Parliamo ora di terapia: la chirurgia è davvero l’unica soluzione?
«Al momento è l’unica che funziona davvero, ma ricorrervi significa ammettere l’insuccesso di qualsiasi altra pratica. Purtroppo, di fronte a certe condizioni di obesità, non abbiamo strumenti, e il problema è soprattutto di mentalità. Ad esempio, oggi l’ulcera gastrica non si opera più, come decenni fa, perché sono disponibili ottimi farmaci: con l’obesità invece siamo fermi sulla chirurgia, e i farmaci disponibili hanno limitazioni d’impiego. Vale anche per le complicanze: si cura il diabete quando si manifesta nell’obeso, ma non si pensa a trattare l’obesità per evitarne la comparsa».
Un passo avanti lo si è fatto immaginando un nuovo centro dedicato: come funziona?

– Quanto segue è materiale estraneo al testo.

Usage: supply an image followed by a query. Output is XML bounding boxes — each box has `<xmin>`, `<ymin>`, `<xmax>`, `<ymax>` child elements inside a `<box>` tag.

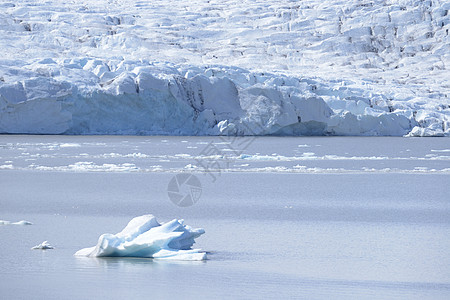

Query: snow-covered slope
<box><xmin>0</xmin><ymin>0</ymin><xmax>450</xmax><ymax>136</ymax></box>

«Non si è creata una nuova struttura fisica. Presso la clinica medica 3^ c’è il nucleo di coordinamento di una rete che comprende realtà come la clinica chirurgica seconda, la medicina dello sport, la chirurgia plastica, cardiologia, pneumologia e psichiatria. Si è fatto uno sforzo di aggregazione per creare con più specializzazioni percorsi preferenziali e coordinati per i pazienti obesi, quelli gravi in particolare».
C’è un nuovo concetto di gestione del paziente?
«Offriamo, dopo l’inquadramento iniziale – che distingue i pazienti più a rischio da quelli che magari han bisogno solo di un consiglio dietetico – una diagnostica mirata per l’esplorazione dei danni d’organo. Inoltre la strategia terapeutica viene decisa in equipe, considerando le varie professionalità coinvolte. Il modello di questo centro costituirà la base per una futura rete a livello regionale. Considerato che ci occupiamo anche della formazione, tra cui un master sull’obesità, posso dire che si tratta di un punto di partenza importante, da verificare nel tempo».